On Wed, 13 Mar 2019, Ted Lemon wrote:

In Bangkok I gave a talk about what Homenet gets right, what new solutions have emerged in the market since homenet started, and what is better about those solutions, as well as what homenet still adds. I’ve written up a document that discusses this in a bit more depth, and would appreciate feedback. It’s not very long, and should be a pretty easy read—it would be great if we could start talking about this before the meeting, so that when we get to the meeting we can have an informed discussion and maybe decide on a way forward if that seems warranted.

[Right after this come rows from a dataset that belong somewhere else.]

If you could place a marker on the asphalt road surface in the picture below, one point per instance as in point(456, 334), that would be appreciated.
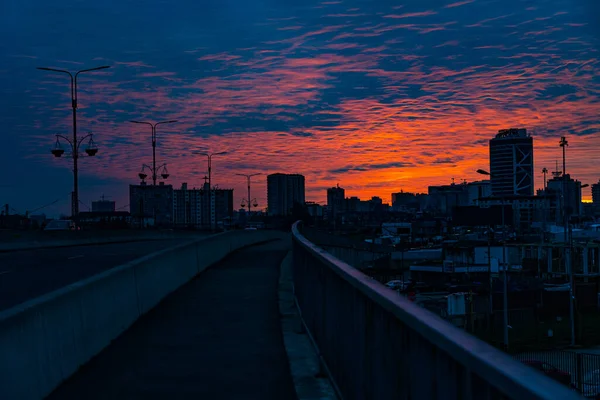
point(31, 273)
point(217, 337)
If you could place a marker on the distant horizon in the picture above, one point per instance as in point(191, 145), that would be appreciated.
point(377, 96)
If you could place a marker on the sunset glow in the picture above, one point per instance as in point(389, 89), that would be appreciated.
point(376, 96)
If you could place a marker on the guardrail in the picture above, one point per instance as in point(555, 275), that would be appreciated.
point(378, 345)
point(45, 340)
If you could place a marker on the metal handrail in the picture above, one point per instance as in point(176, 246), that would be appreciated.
point(498, 369)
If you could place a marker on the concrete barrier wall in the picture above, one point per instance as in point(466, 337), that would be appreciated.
point(70, 239)
point(45, 340)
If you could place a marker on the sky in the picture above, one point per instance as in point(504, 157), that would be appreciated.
point(376, 96)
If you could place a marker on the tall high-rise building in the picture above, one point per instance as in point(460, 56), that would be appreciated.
point(336, 198)
point(283, 191)
point(511, 163)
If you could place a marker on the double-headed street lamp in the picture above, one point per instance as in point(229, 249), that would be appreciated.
point(154, 169)
point(251, 202)
point(209, 156)
point(567, 238)
point(91, 150)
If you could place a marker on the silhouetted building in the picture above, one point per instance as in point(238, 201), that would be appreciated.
point(442, 199)
point(406, 201)
point(336, 200)
point(572, 197)
point(151, 202)
point(283, 191)
point(222, 206)
point(596, 196)
point(478, 190)
point(103, 206)
point(187, 207)
point(511, 163)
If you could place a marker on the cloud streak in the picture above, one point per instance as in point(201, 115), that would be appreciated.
point(377, 98)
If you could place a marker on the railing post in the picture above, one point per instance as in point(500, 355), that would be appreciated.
point(579, 370)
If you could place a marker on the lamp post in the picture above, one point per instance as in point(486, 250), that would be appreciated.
point(154, 169)
point(74, 142)
point(250, 200)
point(209, 156)
point(567, 238)
point(505, 283)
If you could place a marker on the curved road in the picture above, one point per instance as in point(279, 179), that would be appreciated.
point(31, 273)
point(217, 337)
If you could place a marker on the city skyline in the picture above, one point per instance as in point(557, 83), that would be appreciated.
point(375, 97)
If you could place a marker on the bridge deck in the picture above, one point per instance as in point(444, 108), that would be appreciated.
point(218, 337)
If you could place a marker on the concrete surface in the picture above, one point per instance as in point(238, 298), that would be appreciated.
point(46, 340)
point(217, 337)
point(34, 240)
point(309, 379)
point(31, 273)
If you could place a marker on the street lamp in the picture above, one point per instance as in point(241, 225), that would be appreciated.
point(505, 285)
point(209, 156)
point(154, 169)
point(249, 200)
point(566, 238)
point(91, 150)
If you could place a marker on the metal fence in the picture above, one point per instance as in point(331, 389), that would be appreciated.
point(378, 345)
point(582, 368)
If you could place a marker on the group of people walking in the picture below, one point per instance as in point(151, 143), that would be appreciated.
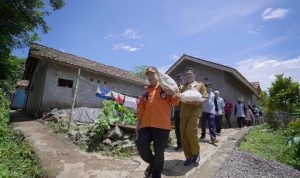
point(154, 119)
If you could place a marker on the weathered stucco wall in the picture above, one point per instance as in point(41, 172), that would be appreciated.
point(55, 96)
point(35, 90)
point(230, 87)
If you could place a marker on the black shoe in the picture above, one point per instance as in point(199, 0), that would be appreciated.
point(188, 162)
point(178, 148)
point(196, 158)
point(148, 172)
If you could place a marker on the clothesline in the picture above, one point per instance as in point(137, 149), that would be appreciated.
point(123, 99)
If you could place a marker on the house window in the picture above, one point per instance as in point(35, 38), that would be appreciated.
point(65, 83)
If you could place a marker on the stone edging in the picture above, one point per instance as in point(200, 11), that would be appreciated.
point(214, 161)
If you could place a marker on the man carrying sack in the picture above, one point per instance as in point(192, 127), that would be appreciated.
point(154, 123)
point(190, 113)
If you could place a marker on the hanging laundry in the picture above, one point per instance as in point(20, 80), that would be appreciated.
point(103, 93)
point(120, 99)
point(114, 95)
point(130, 102)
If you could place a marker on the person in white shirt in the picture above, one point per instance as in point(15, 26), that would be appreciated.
point(219, 103)
point(209, 115)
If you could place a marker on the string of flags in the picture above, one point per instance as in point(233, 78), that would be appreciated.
point(124, 100)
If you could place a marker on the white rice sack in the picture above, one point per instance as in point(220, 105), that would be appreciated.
point(191, 95)
point(166, 82)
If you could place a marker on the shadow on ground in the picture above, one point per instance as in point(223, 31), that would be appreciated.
point(176, 168)
point(19, 116)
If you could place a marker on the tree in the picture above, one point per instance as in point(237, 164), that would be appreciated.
point(284, 97)
point(20, 20)
point(139, 71)
point(12, 69)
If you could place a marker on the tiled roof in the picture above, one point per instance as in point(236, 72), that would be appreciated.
point(255, 84)
point(41, 52)
point(231, 70)
point(23, 83)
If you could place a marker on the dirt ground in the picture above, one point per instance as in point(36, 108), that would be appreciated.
point(62, 159)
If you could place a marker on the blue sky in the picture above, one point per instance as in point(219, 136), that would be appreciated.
point(259, 38)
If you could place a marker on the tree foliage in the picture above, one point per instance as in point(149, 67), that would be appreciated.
point(12, 69)
point(20, 20)
point(283, 100)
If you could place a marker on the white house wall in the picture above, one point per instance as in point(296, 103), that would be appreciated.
point(61, 97)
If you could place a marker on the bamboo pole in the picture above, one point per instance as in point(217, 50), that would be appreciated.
point(74, 97)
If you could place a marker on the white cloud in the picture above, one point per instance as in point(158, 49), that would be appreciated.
point(265, 44)
point(251, 29)
point(108, 36)
point(191, 19)
point(164, 69)
point(62, 50)
point(125, 47)
point(174, 57)
point(264, 69)
point(132, 34)
point(271, 13)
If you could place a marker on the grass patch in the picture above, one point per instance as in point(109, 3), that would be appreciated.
point(16, 156)
point(271, 145)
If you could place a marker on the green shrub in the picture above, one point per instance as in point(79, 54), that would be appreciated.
point(272, 145)
point(113, 113)
point(16, 156)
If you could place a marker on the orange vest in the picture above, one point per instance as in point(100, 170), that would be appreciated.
point(154, 108)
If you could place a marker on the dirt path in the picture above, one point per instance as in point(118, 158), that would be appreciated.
point(63, 160)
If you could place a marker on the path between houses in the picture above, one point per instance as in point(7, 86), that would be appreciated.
point(62, 159)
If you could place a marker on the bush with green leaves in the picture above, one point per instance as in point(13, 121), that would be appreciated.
point(271, 144)
point(111, 113)
point(16, 156)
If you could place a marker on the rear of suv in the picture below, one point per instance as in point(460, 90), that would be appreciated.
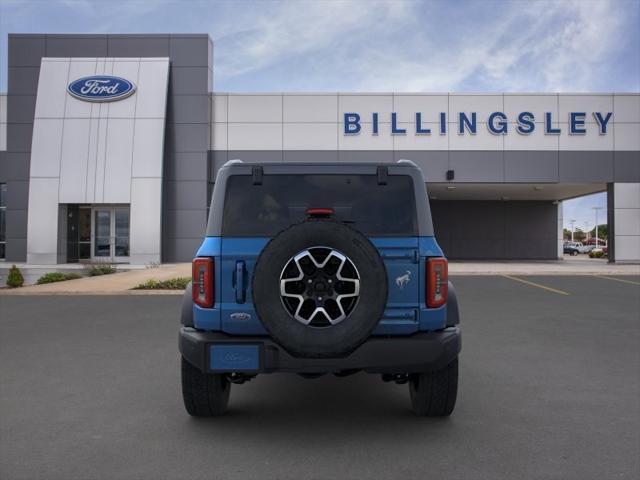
point(317, 269)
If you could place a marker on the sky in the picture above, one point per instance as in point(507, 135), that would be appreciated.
point(378, 45)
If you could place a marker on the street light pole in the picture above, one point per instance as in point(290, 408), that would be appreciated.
point(572, 222)
point(596, 209)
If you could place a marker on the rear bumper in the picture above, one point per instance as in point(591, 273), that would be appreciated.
point(420, 352)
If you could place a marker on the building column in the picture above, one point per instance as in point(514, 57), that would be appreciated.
point(623, 213)
point(560, 236)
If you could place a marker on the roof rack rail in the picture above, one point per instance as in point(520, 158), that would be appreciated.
point(235, 161)
point(406, 161)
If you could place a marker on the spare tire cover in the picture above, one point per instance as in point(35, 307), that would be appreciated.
point(319, 288)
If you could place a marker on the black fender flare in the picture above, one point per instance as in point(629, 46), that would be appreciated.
point(453, 313)
point(186, 312)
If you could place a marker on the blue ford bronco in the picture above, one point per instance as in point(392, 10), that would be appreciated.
point(317, 269)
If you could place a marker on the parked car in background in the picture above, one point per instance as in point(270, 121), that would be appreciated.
point(573, 248)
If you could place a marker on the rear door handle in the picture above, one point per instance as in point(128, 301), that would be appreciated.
point(241, 288)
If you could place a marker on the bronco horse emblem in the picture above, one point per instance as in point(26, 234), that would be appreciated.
point(402, 280)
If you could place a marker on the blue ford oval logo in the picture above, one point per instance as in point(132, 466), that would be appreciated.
point(101, 88)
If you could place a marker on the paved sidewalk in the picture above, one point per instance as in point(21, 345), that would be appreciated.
point(116, 283)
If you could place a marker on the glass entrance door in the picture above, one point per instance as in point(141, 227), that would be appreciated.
point(111, 234)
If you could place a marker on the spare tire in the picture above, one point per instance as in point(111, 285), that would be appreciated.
point(319, 288)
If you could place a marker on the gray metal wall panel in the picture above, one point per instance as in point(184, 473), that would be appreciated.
point(17, 221)
point(177, 222)
point(143, 46)
point(479, 166)
point(17, 167)
point(188, 137)
point(23, 80)
point(22, 108)
point(189, 81)
point(76, 46)
point(626, 166)
point(495, 230)
point(185, 166)
point(587, 166)
point(25, 50)
point(18, 195)
point(531, 166)
point(189, 108)
point(19, 138)
point(181, 249)
point(186, 195)
point(189, 51)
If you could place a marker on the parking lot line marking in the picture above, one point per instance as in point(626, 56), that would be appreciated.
point(533, 284)
point(618, 279)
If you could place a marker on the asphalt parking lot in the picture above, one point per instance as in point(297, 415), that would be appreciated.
point(549, 388)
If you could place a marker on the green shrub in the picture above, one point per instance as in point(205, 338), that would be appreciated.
point(178, 283)
point(95, 269)
point(15, 278)
point(52, 277)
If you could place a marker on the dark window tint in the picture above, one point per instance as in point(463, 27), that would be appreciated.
point(282, 200)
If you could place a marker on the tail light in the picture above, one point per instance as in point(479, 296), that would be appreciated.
point(437, 282)
point(202, 282)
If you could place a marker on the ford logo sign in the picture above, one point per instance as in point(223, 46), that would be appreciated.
point(101, 88)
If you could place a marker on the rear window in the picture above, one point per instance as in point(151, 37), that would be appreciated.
point(282, 200)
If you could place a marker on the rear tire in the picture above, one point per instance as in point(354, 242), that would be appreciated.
point(433, 394)
point(204, 394)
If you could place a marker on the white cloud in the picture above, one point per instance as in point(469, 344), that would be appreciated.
point(401, 46)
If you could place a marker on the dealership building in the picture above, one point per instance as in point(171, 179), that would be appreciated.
point(110, 144)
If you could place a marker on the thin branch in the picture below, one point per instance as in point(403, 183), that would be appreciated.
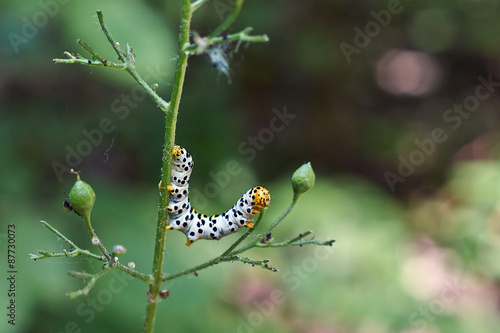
point(197, 4)
point(229, 20)
point(261, 263)
point(92, 280)
point(146, 278)
point(245, 235)
point(114, 44)
point(242, 36)
point(78, 59)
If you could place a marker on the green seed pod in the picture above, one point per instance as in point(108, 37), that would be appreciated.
point(81, 197)
point(303, 179)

https://tools.ietf.org/html/draft-lemon-homenet-review-00 
<https://tools.ietf.org/html/draft-lemon-homenet-review-00>

Thanks for doing this, it's a valuable write-up. I agree with what's written in the draft, but I missed some parts that would involve DHCPv6-PD. I have done this myself and it's very useful to be able to stack several routers deep into the home, for instance for L2 isolation of devices (I had a real problem involving Spanning Tree that I wanted to solve this way, and it worked well). Doing this with non-HOMENET routers expands the number of devices one can support.

I especially agree with the statement on wifi roaming between APs does require shared L2, and there has been discussions about this and how to solve that, and I think it's a requirement for homenet to become a useful solution in that space. This would probably require some kind of tunneling or vlan encapsuatlion between homenet devices to be controlled somehow. There are routing protocols out there that already do this, can perhaps be used as inspiration.

Looking at the kind of devices typically available to people, most of them are SoCs with 2 NIC ports, one connected to a WAN port and one to a switch that then provides multiple ports. This doesn't lend itself very well to arbitrary topologies, but it does lend itself well to creating trees. Here the service discovery proxies and turning off firewalls/NAT of HOMENET is very useful. I also think it's useful for wired devices to have the L3 isolation that HOMENET design calls for, but we also need to support L2 domains across APs (multiple probably, as people also like to have isolation between different SSIDs).

There is now work in the IETF on IoT onboarding etc, does HOMENET have mechanisms that can be used there or the other way around?